Matanuska-Susitna Borough had the least affordable rents in the study, requiring 1.26 average-wage paychecks to make the average rent affordable.

Although they measured similarly in two of the study’s indexes, Kenai and Wrangell are very different in terms of population. While Kenai Peninsula Borough has a population of 55,400, Wrangell City and Borough, located on a Panhandle island, has 2,369 people. Housing varies accordingly: the study surveyed 1,000 units of Kenai rental housing and 134 on Wrangell.
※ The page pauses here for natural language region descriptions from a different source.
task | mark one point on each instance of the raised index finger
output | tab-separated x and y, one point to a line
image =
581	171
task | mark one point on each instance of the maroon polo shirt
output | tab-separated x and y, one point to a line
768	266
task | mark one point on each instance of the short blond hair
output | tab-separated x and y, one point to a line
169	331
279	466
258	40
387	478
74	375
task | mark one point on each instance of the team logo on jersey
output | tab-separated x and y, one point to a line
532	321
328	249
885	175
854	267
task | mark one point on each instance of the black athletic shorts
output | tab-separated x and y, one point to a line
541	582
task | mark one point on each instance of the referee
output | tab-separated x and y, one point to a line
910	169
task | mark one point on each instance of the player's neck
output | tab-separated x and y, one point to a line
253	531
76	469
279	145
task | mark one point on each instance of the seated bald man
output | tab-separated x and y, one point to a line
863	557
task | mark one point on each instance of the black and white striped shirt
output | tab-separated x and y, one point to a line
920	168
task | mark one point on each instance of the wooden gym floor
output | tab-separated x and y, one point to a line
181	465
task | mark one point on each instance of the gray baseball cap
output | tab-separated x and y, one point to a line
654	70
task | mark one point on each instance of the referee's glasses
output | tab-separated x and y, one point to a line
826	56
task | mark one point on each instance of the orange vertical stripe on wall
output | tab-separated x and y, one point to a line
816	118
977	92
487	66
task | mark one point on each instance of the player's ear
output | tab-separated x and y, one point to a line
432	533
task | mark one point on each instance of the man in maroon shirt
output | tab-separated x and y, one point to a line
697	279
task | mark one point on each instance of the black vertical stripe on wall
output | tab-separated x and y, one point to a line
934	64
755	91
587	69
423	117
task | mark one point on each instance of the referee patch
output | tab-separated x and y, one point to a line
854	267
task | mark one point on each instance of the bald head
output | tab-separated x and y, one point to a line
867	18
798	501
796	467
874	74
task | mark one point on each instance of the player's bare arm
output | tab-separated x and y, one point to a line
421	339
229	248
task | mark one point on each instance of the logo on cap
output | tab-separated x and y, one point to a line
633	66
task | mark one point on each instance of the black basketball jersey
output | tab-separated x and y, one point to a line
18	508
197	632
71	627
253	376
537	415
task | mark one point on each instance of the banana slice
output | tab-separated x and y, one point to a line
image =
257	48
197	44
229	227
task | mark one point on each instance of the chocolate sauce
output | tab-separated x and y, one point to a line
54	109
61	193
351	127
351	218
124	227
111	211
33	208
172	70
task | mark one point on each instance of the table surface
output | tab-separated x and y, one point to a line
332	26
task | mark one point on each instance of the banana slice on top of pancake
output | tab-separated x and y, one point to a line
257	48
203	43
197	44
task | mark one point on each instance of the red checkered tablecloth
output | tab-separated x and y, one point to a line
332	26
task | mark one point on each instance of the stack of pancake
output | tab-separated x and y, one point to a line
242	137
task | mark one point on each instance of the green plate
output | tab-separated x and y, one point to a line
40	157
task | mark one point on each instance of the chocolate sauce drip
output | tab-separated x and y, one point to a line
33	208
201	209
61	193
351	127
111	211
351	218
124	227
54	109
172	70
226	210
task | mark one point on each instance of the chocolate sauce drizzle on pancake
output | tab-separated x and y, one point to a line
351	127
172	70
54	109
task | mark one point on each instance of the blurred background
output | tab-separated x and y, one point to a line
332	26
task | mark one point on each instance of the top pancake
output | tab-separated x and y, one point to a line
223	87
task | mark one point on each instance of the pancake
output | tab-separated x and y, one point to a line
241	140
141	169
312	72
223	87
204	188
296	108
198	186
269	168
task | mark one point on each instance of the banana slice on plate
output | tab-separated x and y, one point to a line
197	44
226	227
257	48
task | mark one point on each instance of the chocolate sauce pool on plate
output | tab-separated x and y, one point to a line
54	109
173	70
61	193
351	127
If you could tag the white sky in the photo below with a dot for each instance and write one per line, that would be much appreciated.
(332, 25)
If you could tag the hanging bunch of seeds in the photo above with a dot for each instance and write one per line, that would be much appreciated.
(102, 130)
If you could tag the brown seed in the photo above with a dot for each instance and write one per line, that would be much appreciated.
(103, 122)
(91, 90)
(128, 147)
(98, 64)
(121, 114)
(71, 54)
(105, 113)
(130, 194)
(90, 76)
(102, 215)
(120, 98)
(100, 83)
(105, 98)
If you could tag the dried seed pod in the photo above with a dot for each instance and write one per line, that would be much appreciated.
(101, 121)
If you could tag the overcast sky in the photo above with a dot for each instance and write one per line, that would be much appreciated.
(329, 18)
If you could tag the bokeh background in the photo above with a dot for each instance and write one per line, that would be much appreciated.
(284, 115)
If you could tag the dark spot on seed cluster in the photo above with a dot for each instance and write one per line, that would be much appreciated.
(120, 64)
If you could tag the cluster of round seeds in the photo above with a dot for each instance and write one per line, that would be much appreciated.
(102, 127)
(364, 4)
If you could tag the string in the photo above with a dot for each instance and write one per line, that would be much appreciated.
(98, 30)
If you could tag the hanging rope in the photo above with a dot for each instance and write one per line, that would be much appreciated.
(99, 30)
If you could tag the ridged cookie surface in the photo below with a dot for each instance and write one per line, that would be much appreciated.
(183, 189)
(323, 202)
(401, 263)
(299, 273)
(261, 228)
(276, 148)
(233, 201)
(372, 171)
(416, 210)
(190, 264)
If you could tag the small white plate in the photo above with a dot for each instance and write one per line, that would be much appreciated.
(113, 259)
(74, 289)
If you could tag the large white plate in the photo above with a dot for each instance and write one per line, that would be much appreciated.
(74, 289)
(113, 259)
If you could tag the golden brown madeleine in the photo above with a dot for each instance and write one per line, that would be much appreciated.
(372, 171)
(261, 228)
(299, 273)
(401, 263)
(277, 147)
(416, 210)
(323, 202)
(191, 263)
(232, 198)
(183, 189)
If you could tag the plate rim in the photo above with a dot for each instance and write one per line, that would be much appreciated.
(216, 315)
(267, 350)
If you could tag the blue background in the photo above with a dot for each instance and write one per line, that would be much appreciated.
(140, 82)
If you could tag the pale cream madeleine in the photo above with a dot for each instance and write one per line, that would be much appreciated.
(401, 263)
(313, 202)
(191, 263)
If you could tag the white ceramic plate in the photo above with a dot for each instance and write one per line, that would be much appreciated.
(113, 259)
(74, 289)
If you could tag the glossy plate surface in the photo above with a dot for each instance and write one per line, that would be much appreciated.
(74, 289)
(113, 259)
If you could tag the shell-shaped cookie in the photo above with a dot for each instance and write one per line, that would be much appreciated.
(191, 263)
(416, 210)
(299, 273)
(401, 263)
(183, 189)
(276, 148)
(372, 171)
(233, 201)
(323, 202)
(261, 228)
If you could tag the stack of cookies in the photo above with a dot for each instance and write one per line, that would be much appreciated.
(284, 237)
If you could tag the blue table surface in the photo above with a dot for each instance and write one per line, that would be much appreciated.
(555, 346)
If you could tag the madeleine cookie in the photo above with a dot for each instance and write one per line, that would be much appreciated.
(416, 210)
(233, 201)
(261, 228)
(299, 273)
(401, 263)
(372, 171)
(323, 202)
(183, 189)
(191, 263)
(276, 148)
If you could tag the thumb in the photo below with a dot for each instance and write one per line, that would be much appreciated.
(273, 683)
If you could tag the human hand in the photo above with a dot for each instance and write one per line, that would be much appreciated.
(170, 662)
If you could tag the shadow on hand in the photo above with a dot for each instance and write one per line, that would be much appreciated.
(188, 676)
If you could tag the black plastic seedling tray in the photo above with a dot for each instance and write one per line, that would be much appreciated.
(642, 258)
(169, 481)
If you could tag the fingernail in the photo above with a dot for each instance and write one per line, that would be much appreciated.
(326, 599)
Of those 1,000 Kenai peninsula housing units, the survey found 88 unoccupied, equal to 8.8 percent. This rate placed the Kenai Peninsula near the top of the vacancy index, near Kodiak and Sitka, but below Ketchikan, which has 9.3 percent of its rental housing vacant, and Wrangell, with the second-highest vacancy at 9.7 percent.

Fairbanks, the location of Fort Wainwright Army base, was the high-end outlier of the vacancy index, with 11.2 percent. Wiebold noted in the study that “military movements and population changes have historically factored into Fairbanks’ vacancy rate shifts.”

Anchorage has Alaska’s most occupied rental housing market with a vacancy rate of 3.8 percent, followed by the Matanuska-Susitna Borough with 3.6 percent and Juneau with 3.3 percent.

Since 2000, Kenai’s vacancy rate has dropped from 12.3 percent, following a statewide downward trend. Over the same time period, state-wide vacancy rates have dropped slightly, from 6.6 percent to 5.8 percent.